Subsequently, Heidi Kotilainen from the Global Harmonization Initiative described the benefits of irradiated food products and the barriers that arise out of regulatory restrictions. She added that the Global Harmonisation Initiative (GHI) proposes that any food should be allowed to be treated with irradiation with a dose necessary to achieve the technological purpose without compromising wholesomeness, safety or sensory attributes of the food.
After the short break and poster sessions, the last cluster of sessions followed. In a session dedicated to Food & Health Digitalisation, the FNS Cloud project was presented. FNS-Cloud is developing the first-generation ‘food cloud’, federating existing and emerging datasets and developing new services to support re-use by researchers including integration with the European Open Science Cloud (EOSC). The delegates could also follow presentations about several topics such as smart packaging, novel ingredients, food processing innovations and more.

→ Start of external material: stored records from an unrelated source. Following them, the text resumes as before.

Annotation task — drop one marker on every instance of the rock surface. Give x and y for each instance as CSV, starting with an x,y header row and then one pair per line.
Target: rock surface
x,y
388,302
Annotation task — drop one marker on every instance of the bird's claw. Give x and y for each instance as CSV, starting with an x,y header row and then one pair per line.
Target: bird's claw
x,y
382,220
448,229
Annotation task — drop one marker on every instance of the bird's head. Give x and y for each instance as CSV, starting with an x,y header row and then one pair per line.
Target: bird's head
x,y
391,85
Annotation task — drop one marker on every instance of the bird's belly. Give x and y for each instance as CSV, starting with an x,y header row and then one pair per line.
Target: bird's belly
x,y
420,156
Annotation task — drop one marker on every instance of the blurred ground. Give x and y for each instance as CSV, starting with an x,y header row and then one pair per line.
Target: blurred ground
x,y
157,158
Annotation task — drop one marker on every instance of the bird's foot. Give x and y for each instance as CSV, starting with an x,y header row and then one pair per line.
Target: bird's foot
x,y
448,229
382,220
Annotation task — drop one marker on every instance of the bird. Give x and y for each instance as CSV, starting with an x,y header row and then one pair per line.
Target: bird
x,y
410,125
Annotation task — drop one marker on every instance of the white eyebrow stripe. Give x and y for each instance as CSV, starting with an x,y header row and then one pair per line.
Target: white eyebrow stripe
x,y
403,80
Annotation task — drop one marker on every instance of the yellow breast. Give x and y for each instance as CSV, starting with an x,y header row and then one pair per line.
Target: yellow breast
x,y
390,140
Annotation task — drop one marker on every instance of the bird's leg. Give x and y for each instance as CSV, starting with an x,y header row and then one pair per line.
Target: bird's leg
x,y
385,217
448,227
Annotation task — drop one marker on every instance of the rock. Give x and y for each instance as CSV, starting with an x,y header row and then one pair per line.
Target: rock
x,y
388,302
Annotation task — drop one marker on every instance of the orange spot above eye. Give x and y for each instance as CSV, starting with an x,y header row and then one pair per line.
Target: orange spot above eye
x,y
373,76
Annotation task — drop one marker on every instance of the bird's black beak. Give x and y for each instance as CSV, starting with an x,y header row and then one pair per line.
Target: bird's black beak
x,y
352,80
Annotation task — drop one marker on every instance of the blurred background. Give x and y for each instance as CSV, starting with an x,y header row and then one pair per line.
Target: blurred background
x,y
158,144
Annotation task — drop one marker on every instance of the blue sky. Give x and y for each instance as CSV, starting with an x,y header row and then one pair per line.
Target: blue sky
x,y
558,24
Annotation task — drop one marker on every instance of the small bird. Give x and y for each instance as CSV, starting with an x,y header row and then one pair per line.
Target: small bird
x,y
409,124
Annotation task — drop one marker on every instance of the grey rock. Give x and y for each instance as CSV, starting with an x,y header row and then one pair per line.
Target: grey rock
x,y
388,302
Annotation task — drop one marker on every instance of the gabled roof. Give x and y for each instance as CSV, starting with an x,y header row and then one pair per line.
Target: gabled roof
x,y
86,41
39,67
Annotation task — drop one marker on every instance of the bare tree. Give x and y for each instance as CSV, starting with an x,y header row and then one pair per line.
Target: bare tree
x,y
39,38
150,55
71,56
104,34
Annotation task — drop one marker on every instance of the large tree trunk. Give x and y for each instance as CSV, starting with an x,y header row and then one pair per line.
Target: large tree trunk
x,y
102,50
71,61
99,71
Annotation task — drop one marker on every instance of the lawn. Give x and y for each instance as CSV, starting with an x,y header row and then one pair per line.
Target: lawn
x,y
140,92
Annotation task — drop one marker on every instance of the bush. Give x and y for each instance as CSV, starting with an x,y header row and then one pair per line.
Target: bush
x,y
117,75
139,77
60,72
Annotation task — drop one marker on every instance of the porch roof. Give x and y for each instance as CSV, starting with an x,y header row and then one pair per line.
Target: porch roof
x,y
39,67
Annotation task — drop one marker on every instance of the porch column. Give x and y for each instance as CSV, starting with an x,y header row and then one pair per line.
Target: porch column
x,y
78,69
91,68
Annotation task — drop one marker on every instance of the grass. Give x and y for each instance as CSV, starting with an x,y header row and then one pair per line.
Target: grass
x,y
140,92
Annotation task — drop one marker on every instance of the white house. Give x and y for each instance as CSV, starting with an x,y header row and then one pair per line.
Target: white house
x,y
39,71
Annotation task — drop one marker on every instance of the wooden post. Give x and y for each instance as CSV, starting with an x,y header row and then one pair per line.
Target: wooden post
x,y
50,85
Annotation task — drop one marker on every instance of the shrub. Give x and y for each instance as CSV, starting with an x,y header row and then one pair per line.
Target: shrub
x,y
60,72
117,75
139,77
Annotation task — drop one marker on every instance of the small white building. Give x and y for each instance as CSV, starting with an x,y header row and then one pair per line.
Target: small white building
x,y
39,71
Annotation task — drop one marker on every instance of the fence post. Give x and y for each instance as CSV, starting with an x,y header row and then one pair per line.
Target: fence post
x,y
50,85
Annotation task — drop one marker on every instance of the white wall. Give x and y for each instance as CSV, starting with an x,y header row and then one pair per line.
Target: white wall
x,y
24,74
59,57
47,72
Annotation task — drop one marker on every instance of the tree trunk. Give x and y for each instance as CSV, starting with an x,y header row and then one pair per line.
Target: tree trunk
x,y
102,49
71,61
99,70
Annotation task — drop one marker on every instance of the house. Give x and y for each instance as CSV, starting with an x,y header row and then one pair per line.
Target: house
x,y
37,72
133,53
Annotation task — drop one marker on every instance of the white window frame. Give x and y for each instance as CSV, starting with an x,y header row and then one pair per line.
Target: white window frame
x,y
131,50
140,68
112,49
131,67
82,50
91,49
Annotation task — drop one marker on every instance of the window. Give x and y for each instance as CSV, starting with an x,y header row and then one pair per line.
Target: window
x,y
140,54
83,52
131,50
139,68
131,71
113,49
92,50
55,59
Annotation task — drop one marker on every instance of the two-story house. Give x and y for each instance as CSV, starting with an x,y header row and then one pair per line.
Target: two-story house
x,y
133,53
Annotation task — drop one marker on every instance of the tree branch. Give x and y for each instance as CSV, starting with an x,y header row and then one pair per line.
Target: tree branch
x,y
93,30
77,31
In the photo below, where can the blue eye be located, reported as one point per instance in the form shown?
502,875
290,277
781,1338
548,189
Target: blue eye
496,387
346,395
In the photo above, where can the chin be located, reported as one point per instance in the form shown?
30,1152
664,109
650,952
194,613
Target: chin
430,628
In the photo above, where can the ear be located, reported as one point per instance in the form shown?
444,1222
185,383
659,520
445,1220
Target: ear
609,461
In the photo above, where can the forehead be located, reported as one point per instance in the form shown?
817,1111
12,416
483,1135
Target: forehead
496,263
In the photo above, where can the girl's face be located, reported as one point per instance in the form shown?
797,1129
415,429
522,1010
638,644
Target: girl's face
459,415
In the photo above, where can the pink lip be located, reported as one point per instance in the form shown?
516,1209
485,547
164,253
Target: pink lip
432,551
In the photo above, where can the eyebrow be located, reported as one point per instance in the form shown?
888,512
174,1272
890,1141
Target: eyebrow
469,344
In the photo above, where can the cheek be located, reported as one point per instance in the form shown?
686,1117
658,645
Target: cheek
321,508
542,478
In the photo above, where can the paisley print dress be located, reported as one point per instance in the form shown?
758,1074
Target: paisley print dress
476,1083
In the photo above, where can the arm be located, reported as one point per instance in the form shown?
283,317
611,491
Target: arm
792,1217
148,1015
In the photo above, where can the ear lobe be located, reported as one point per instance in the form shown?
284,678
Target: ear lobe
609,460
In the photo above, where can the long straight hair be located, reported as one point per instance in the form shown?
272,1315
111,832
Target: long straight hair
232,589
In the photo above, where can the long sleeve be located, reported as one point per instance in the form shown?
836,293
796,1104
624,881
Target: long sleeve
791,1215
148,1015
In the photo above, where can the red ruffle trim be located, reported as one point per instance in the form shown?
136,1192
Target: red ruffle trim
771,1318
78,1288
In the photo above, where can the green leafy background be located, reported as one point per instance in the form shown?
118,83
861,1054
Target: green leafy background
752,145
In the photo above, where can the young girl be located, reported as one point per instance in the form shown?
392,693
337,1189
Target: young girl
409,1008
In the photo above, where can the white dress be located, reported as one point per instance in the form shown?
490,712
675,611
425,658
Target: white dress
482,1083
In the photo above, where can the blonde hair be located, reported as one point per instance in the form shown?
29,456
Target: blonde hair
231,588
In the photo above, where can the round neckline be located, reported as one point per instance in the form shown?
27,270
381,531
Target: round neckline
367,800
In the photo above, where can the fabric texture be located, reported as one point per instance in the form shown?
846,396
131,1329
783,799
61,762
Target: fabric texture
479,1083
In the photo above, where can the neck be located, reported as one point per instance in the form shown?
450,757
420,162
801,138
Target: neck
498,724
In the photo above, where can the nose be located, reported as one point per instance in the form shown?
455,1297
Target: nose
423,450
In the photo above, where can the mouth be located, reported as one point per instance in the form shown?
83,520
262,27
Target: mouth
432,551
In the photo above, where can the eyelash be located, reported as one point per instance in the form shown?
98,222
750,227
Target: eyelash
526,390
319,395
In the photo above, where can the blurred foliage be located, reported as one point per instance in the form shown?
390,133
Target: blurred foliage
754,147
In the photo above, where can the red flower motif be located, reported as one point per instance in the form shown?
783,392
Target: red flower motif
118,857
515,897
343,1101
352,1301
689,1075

In the Conference closing Conference Chair, Assoc. Prof. Uri Lesmes gave a number of key take-home messages, first and foremost the need to synergize human ingenuity and technology. This can be achieved by digitalization and smarter food design; improving our understanding of consumer preferences, acceptance and needs Profile; and tackling processing-food-digestibility complexity.
We would like to thank you all for attending the 34th EFFoST International Conference and hope you enjoyed all the knowledge exchanged. We look forward to seeing you next year at EFFoST2021!